On personal taxes he conceded: “The government has to think carefully about behavioural responses.”

Alan Walker, a delegate attending a life sciences conference in Edinburgh, said the Scottish government’s policies on property tax and potentially higher income tax was affecting his plans to build a new company north of the border.

Dr Walker, whose company Ryboquin is based in Selkirk, said he had hired one key member of staff who has refused to move to Scotland.

“I am trying to build a significant biotech company in Scotland through merger and acquisition and I cannot praise Scottish Enterprise enough. On the negative side, one of our acquisitions is in London and people will not move to Scotland,” he said.

“They see it as more expensive to buy a house and there are rumours about a differential in income tax between England and Scotland. Our chief scientist will not move out of London.”

Mr Swinney said: “I accept that on higher value properties there is a differential with the rest of the UK. On personal taxation the government has to think carefully about behavioural responses.”

But he said it was important to take into account other factors and the attractions of moving to Scotland.

“People have to look at this in the round. They will find here a greater cohesiveness than the rest of the UK.”

However, he said the government had to be “mindful” of how people responded to government policies on tax.

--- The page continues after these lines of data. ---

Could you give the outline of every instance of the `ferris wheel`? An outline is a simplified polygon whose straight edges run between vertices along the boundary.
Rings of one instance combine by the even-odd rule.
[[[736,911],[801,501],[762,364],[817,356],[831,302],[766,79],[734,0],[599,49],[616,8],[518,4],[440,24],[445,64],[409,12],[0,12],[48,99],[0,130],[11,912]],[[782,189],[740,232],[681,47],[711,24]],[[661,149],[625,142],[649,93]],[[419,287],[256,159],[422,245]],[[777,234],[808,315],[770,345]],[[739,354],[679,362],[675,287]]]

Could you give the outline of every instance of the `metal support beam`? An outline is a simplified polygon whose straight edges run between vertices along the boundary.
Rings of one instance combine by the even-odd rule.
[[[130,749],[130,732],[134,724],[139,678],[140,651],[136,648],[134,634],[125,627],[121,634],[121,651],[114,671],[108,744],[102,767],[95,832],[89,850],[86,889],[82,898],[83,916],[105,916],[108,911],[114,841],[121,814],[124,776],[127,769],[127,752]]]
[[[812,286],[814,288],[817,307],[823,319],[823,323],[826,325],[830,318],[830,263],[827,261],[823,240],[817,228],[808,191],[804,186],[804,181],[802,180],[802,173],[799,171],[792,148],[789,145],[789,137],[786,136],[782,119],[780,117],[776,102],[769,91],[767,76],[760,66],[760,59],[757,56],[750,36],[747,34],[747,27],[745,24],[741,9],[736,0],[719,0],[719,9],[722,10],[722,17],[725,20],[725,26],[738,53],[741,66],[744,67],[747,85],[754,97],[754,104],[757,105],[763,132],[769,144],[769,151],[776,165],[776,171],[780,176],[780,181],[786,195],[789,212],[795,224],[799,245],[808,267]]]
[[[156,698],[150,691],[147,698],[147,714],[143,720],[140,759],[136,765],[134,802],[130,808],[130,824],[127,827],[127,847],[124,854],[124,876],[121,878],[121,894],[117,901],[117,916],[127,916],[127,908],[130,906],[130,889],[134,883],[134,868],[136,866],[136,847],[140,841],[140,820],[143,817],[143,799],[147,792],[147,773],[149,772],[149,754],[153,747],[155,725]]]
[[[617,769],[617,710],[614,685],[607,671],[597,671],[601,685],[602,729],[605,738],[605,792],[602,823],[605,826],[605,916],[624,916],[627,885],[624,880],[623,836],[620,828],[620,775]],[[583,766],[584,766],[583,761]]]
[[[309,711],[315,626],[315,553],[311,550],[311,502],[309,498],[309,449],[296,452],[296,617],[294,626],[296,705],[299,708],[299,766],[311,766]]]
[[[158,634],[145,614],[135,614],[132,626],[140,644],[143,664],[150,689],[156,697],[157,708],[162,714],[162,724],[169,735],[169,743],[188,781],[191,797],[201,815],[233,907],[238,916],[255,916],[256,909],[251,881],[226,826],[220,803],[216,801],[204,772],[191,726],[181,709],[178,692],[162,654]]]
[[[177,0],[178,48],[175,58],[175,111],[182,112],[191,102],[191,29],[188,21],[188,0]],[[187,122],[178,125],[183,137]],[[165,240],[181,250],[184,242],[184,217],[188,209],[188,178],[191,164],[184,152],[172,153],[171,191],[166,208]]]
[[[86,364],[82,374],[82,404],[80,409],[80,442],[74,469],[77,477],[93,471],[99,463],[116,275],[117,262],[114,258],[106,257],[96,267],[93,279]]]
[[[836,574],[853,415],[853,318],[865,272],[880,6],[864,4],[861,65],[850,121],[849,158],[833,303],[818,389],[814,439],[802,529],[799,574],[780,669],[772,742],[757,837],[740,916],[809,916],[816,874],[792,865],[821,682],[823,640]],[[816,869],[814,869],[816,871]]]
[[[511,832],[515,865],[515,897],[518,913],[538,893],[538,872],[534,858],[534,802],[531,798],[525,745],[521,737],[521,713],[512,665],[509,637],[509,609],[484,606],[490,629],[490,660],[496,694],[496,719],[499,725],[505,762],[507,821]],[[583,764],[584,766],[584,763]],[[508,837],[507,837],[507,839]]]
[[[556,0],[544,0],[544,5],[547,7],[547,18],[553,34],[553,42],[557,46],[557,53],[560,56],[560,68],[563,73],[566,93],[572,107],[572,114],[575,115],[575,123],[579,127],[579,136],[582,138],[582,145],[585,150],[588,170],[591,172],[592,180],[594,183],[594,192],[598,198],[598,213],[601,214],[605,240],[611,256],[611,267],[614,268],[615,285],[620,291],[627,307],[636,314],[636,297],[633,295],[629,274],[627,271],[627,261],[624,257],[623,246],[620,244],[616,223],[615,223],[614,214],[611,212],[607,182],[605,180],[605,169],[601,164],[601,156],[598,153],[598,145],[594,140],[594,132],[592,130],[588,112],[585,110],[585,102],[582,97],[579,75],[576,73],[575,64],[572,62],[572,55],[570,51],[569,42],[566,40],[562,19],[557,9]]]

Earlier, he said the government was committed to encouraging innovation and investment as a way to boost productivity.

He said that the transformation of the Scottish Investment Bank into the Business Development Bank was part of that process and he urged business and academia to collaborate.

This would have benefits in building a world leading sector in life sciences and the development of medicines.

He said it was more difficult to encourage innovation and investment in some sectors and there was still too much fragmentation in the life sciences sector.

The government would focus on bringing the players together and helping growth through projects such as the innovation centres.